About Us
What started as an individual battle to get treatment by Pamela Northcott has grown and developed into a life line to other patients in the unenviable position of having to fight for access to a cancer treatment.
In 2005 Pamela was diagnosed with kidney cancer and told her treatment options were limited. She refused to accept this and began researching her options. She found that two new drugs Sutent and Nexavar were being used as standard treatment in the rest of the western world.
Along with her daughters Emma and Kate, she took on her local Trust and the Welsh Assembly Government and became the first patient in Wales to access the new cancer drug, Nexavar.
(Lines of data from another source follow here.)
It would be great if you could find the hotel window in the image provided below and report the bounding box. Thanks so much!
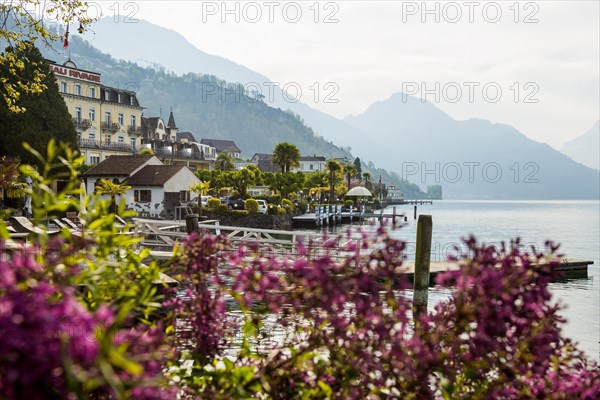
[75,107,81,123]
[133,190,152,203]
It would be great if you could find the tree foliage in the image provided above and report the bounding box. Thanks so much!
[0,46,77,166]
[273,142,300,172]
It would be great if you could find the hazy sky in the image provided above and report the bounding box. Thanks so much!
[88,0,600,147]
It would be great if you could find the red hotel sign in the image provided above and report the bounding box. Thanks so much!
[50,65,100,83]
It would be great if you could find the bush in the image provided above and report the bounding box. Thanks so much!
[267,203,278,215]
[206,197,221,210]
[298,201,308,214]
[0,143,600,400]
[281,199,294,214]
[244,199,258,214]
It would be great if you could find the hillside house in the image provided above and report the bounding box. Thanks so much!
[83,155,200,219]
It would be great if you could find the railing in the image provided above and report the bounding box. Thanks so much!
[127,125,142,136]
[100,121,121,132]
[79,139,137,153]
[73,118,92,129]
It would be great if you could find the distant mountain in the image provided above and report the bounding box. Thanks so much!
[561,121,600,169]
[346,93,600,199]
[77,17,362,156]
[36,36,426,198]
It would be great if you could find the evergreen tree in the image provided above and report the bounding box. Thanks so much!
[273,142,300,172]
[0,46,77,164]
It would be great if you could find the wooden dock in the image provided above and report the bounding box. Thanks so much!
[136,219,593,282]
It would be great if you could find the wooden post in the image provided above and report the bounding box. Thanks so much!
[413,215,433,317]
[185,214,199,234]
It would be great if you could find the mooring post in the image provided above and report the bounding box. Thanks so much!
[185,214,200,234]
[413,215,433,317]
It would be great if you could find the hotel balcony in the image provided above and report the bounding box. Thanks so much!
[153,148,215,162]
[79,139,137,154]
[127,125,142,136]
[73,118,92,130]
[100,121,121,132]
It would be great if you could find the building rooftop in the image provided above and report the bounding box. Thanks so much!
[200,139,242,153]
[126,165,187,186]
[83,154,154,176]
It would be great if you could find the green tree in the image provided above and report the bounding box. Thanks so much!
[269,172,304,199]
[325,160,343,203]
[0,0,92,113]
[190,182,210,215]
[0,156,27,208]
[215,151,235,171]
[273,142,300,172]
[96,179,131,214]
[0,46,77,166]
[229,168,256,198]
[363,172,373,190]
[354,157,362,178]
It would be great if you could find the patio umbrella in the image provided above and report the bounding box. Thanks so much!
[346,186,373,197]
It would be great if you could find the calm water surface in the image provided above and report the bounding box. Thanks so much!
[322,200,600,360]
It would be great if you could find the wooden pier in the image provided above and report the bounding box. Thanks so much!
[129,219,593,282]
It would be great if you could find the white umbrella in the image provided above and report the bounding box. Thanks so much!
[346,186,373,197]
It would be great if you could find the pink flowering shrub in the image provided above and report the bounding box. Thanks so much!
[166,229,600,399]
[0,143,600,400]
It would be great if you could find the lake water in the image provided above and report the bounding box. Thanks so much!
[322,200,600,360]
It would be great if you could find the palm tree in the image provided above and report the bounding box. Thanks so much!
[344,164,358,190]
[325,160,343,203]
[363,172,371,190]
[273,142,300,172]
[96,179,131,214]
[190,182,210,215]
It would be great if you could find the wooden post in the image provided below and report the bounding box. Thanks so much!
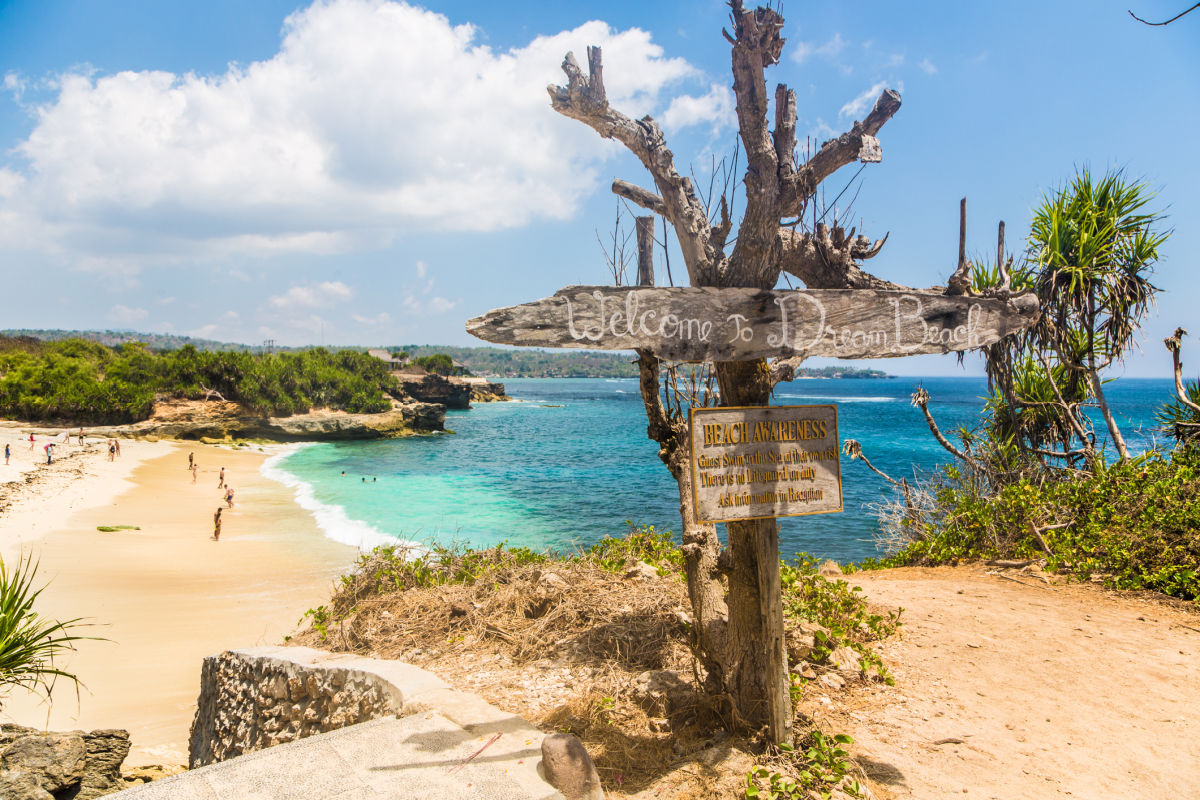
[755,519,792,745]
[634,215,654,287]
[634,215,654,287]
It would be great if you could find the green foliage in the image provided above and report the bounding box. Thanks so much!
[0,339,398,423]
[413,353,462,375]
[862,449,1200,601]
[578,521,683,575]
[780,553,904,686]
[0,558,92,697]
[745,729,863,800]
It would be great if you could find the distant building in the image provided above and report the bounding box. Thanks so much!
[367,350,408,371]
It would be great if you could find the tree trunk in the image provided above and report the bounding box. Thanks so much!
[716,359,792,744]
[1087,369,1129,461]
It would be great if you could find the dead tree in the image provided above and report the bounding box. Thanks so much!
[548,0,907,733]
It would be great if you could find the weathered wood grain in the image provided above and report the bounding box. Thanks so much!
[467,287,1038,361]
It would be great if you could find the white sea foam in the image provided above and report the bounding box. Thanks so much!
[259,443,415,551]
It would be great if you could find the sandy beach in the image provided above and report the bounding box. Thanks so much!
[0,425,356,765]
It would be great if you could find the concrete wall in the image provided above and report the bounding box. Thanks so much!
[188,648,457,769]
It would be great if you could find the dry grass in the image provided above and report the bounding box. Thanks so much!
[292,540,892,800]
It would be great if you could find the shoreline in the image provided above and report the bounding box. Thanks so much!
[0,426,359,766]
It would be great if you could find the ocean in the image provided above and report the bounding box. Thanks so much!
[263,378,1172,561]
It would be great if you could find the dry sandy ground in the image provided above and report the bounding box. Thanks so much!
[0,427,356,765]
[824,566,1200,800]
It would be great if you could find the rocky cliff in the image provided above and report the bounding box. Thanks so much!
[90,401,445,441]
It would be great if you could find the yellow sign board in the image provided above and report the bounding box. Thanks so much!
[690,405,841,523]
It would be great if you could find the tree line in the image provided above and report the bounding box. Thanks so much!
[0,337,400,425]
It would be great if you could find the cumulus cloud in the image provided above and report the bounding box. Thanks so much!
[792,34,849,64]
[838,80,888,120]
[266,281,354,311]
[0,0,698,265]
[662,83,737,132]
[108,303,150,325]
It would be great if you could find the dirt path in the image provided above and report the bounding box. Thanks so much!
[824,567,1200,800]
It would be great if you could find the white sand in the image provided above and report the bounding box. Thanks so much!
[0,427,356,764]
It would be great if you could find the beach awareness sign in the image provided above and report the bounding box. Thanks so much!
[690,405,842,523]
[467,285,1038,361]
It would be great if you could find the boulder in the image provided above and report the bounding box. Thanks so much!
[625,561,659,581]
[541,733,604,800]
[74,728,130,800]
[0,733,88,794]
[0,769,54,800]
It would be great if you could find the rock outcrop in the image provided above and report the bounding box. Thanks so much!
[391,372,470,410]
[0,724,130,800]
[89,401,445,441]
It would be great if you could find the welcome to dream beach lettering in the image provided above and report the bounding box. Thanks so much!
[467,287,1038,361]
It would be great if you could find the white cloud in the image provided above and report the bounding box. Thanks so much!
[662,83,737,132]
[0,0,698,265]
[108,303,150,325]
[266,281,354,311]
[792,34,849,64]
[350,311,391,327]
[838,80,888,120]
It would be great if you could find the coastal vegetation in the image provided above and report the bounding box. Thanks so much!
[0,557,88,706]
[0,338,398,425]
[847,170,1200,601]
[293,525,900,796]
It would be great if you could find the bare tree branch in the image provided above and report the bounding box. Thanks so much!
[1163,327,1200,412]
[1129,2,1200,28]
[546,47,724,285]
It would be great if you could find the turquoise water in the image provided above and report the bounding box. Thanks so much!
[264,378,1171,560]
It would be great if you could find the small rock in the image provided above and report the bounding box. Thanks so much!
[827,644,862,673]
[625,561,659,581]
[0,733,88,793]
[541,733,605,800]
[538,572,571,594]
[817,559,841,578]
[0,770,54,800]
[820,672,846,688]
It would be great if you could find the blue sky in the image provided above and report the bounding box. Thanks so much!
[0,0,1200,377]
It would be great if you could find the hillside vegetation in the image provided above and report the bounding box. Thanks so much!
[0,337,400,425]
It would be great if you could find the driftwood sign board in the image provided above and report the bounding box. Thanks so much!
[690,405,841,523]
[467,287,1038,361]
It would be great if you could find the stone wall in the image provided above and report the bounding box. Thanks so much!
[188,648,403,769]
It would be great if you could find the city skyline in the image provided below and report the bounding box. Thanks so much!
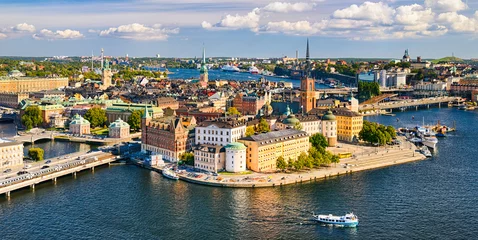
[0,0,478,58]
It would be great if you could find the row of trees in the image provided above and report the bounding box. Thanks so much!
[359,121,396,145]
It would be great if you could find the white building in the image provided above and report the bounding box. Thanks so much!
[196,118,246,146]
[224,142,247,172]
[0,138,23,172]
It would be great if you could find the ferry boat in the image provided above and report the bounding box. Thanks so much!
[163,168,179,180]
[249,66,259,74]
[221,64,241,72]
[314,213,358,227]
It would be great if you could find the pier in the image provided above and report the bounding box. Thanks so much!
[0,152,117,197]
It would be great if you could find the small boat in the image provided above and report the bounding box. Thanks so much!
[314,213,358,227]
[420,146,433,157]
[163,168,179,180]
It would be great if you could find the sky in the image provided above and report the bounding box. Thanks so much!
[0,0,478,59]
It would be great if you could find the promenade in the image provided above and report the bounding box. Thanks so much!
[139,138,426,188]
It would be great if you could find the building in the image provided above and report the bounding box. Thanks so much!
[141,107,189,162]
[224,142,247,172]
[300,39,316,113]
[199,48,209,88]
[70,114,90,136]
[238,129,309,172]
[108,118,130,138]
[0,92,29,108]
[0,77,68,93]
[334,108,363,142]
[156,97,179,110]
[195,118,246,146]
[194,144,226,173]
[0,138,23,172]
[106,103,164,123]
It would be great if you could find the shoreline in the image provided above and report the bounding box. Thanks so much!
[133,139,427,188]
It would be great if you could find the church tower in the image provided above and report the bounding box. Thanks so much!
[101,49,113,89]
[300,39,316,113]
[199,48,209,88]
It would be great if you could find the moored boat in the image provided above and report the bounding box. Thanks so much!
[314,213,358,227]
[163,168,179,180]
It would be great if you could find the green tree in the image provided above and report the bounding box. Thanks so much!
[179,152,194,166]
[28,148,45,161]
[128,110,144,131]
[256,118,271,133]
[85,107,108,128]
[227,107,241,116]
[309,133,329,150]
[21,106,43,130]
[276,156,287,171]
[246,126,256,137]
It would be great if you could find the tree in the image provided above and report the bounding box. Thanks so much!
[256,118,271,133]
[28,148,45,162]
[179,153,194,166]
[276,156,287,171]
[309,133,329,150]
[85,107,108,128]
[128,110,144,131]
[246,126,256,137]
[22,106,43,130]
[227,107,241,116]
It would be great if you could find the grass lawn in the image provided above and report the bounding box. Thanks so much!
[218,171,252,176]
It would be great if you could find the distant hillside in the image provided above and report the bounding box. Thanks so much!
[432,57,464,63]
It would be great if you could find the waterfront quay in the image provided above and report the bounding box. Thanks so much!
[132,138,426,188]
[0,152,118,197]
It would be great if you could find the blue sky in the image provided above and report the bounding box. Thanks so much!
[0,0,478,58]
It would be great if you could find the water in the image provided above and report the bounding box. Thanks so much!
[0,109,478,239]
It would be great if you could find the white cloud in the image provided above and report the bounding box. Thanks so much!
[437,11,478,32]
[99,23,179,41]
[201,8,261,32]
[33,29,84,41]
[263,2,316,13]
[425,0,468,12]
[332,2,395,24]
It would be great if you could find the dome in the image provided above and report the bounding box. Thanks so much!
[322,110,335,121]
[225,142,246,150]
[282,114,300,126]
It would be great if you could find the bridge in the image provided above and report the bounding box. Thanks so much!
[359,97,464,112]
[0,152,117,198]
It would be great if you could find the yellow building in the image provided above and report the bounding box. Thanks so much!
[238,129,309,172]
[334,108,363,142]
[0,77,68,92]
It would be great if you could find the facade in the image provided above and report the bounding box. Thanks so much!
[334,108,363,142]
[224,142,247,172]
[156,97,179,110]
[0,138,23,172]
[141,108,189,162]
[0,92,29,108]
[70,114,90,135]
[108,118,130,138]
[238,129,309,172]
[195,118,246,146]
[194,145,226,173]
[106,103,164,123]
[0,77,68,93]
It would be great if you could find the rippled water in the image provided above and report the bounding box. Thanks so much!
[0,109,478,239]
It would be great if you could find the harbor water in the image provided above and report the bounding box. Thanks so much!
[0,108,478,239]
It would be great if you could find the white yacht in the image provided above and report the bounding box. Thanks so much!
[314,213,358,227]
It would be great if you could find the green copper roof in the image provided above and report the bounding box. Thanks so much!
[224,142,246,150]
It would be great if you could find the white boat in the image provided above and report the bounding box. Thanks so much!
[249,66,259,74]
[221,64,240,72]
[420,146,433,157]
[314,213,358,227]
[163,168,179,180]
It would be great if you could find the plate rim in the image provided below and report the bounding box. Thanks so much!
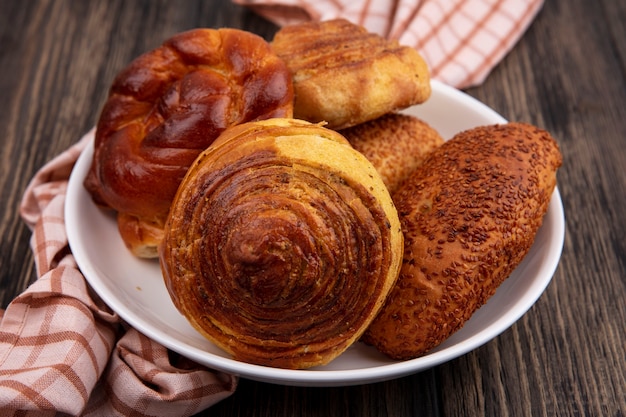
[64,80,565,387]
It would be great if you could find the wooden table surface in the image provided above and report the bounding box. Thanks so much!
[0,0,626,417]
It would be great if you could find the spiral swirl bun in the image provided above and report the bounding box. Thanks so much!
[160,119,403,369]
[85,29,293,256]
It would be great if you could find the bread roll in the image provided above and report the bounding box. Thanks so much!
[339,113,444,194]
[85,29,293,257]
[160,119,403,369]
[363,123,562,359]
[272,19,431,129]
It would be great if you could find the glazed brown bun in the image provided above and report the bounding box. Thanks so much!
[160,119,403,369]
[363,123,562,360]
[339,113,444,194]
[85,29,293,257]
[272,19,431,130]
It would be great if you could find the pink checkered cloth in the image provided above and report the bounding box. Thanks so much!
[234,0,543,88]
[0,133,238,416]
[0,0,542,416]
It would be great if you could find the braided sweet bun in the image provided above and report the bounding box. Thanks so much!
[85,29,293,257]
[160,119,403,369]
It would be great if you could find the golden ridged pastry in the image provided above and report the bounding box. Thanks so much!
[85,29,293,257]
[160,119,403,369]
[339,113,444,194]
[363,123,562,359]
[271,19,431,129]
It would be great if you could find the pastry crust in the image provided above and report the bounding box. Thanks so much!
[160,119,403,369]
[272,19,431,129]
[85,29,293,256]
[363,123,562,360]
[340,113,444,194]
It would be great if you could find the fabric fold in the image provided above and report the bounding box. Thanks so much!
[0,135,238,416]
[233,0,543,89]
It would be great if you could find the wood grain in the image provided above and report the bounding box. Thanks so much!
[0,0,626,417]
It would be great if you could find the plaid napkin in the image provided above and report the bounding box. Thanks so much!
[233,0,543,88]
[0,132,238,416]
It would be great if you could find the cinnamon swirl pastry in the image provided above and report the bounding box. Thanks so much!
[363,123,562,359]
[160,119,403,369]
[85,29,293,257]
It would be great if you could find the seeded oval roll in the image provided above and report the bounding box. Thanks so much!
[160,119,403,369]
[363,123,562,359]
[339,113,444,194]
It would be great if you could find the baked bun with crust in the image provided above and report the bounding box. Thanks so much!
[363,123,562,360]
[85,29,293,257]
[160,119,403,369]
[271,19,431,130]
[339,113,444,195]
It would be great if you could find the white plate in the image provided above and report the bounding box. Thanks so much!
[65,82,565,386]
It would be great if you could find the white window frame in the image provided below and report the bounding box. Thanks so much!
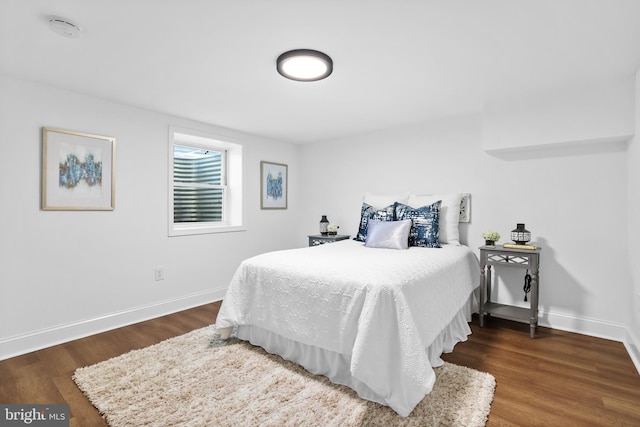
[168,126,245,237]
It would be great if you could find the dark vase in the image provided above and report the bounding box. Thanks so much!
[320,215,329,236]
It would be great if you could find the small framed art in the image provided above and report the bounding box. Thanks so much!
[42,127,116,211]
[260,161,289,209]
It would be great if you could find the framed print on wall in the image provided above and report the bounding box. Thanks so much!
[260,161,288,209]
[42,127,116,211]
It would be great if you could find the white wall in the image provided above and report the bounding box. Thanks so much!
[625,70,640,371]
[483,77,635,151]
[299,116,630,340]
[0,76,299,359]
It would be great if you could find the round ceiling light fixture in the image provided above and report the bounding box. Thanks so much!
[277,49,333,82]
[49,16,82,39]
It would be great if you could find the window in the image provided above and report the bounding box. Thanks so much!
[169,127,243,236]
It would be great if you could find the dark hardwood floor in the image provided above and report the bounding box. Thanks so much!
[0,303,640,427]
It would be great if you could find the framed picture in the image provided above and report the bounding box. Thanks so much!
[260,161,289,209]
[42,127,116,211]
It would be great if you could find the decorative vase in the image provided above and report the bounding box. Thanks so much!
[320,215,329,236]
[511,224,531,245]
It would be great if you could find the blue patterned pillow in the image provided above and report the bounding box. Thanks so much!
[353,203,396,242]
[395,200,442,248]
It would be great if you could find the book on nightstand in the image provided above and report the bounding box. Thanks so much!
[502,243,538,251]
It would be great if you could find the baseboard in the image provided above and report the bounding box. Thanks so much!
[624,328,640,374]
[0,289,225,360]
[538,310,627,342]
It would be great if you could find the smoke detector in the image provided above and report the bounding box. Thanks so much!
[49,16,82,39]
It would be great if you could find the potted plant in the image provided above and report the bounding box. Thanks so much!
[482,229,500,246]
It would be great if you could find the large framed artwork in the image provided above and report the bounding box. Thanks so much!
[42,127,116,211]
[260,161,289,209]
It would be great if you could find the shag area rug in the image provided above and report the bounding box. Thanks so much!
[73,326,495,427]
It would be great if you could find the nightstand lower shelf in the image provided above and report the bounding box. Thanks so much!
[480,302,531,327]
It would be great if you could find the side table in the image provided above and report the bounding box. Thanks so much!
[479,245,541,338]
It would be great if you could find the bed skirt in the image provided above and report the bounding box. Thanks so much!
[237,293,476,416]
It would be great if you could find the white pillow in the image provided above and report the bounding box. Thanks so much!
[363,192,409,210]
[364,219,412,249]
[407,193,462,245]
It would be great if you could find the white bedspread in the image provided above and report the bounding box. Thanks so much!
[216,240,480,416]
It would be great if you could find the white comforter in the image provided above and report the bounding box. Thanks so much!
[216,240,480,416]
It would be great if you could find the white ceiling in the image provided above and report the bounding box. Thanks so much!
[0,0,640,143]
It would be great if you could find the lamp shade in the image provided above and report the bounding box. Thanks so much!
[277,49,333,82]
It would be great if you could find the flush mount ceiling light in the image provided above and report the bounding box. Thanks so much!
[278,49,333,82]
[49,16,82,39]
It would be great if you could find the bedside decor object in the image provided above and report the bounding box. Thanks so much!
[482,229,500,246]
[478,246,541,338]
[327,224,340,236]
[42,127,116,211]
[260,161,289,209]
[511,224,531,245]
[320,215,329,236]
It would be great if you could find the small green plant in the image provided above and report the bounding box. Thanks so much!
[482,229,500,242]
However the battle took months and by the time she got the treatment Pamela had just days to live – however she lived another 4 months on just a quarter dose of Nexavar. She died on August 12th 2007.
It was important to Pamela that other patients did not have to endure the same devastating experience she and her family had suffered. Kate founded The Pamela Northcott Fund the week after Pamela’s death to honour her Mum’s wishes.
Kate Spall
“I was lucky enough to have an incredible Mum who was a true guiding light in my life. She was a genuine one off, a woman of huge character and humour. Mum was incredibly feisty; a trait I have inherited in spades and have put to good use in my fight for other patients. It was important to me to create something positive after losing Mum; my mission is for Mum’s name to become synonymous with a change of policy for access to cancer treatments in the UK today. I have been overwhelmed with the amount of people needing our support nationwide. The Fund has now been contacted by 1,200 cancer patients and has won NHS funding for over 250 cancer patients. I feel extremely privileged to be working with patients and families going through such personal tragedy. To offer them hope and support and to take on their battle for them is a responsibility that I take very seriously. I remain optimistic that the situation will change and the government will wake up and realise that access to new treatments is imperative to the future of our healthcare and patients. Be assured I will keep this issue high on the agenda and will not stop campaigning until cancer patients receive the right treatment at the right time.”
More than ever each individual cancer patient needs a friend - an experienced navigator in a sea of bureaucracy and chaos. Kate Spall has tirelessly served hundreds of patients to help them achieve optimal care within the NHS. Increasingly the attitude of those making funding decisions within the NHS is passive. If you don't ask you don't get. And how you ask has assumed immense importance to the chances of success. Patient advocacy has never been more important than in 2010. By her work Kate is enhancing not just the quality of care for those she helps directly but also the lives of many other cancer patients.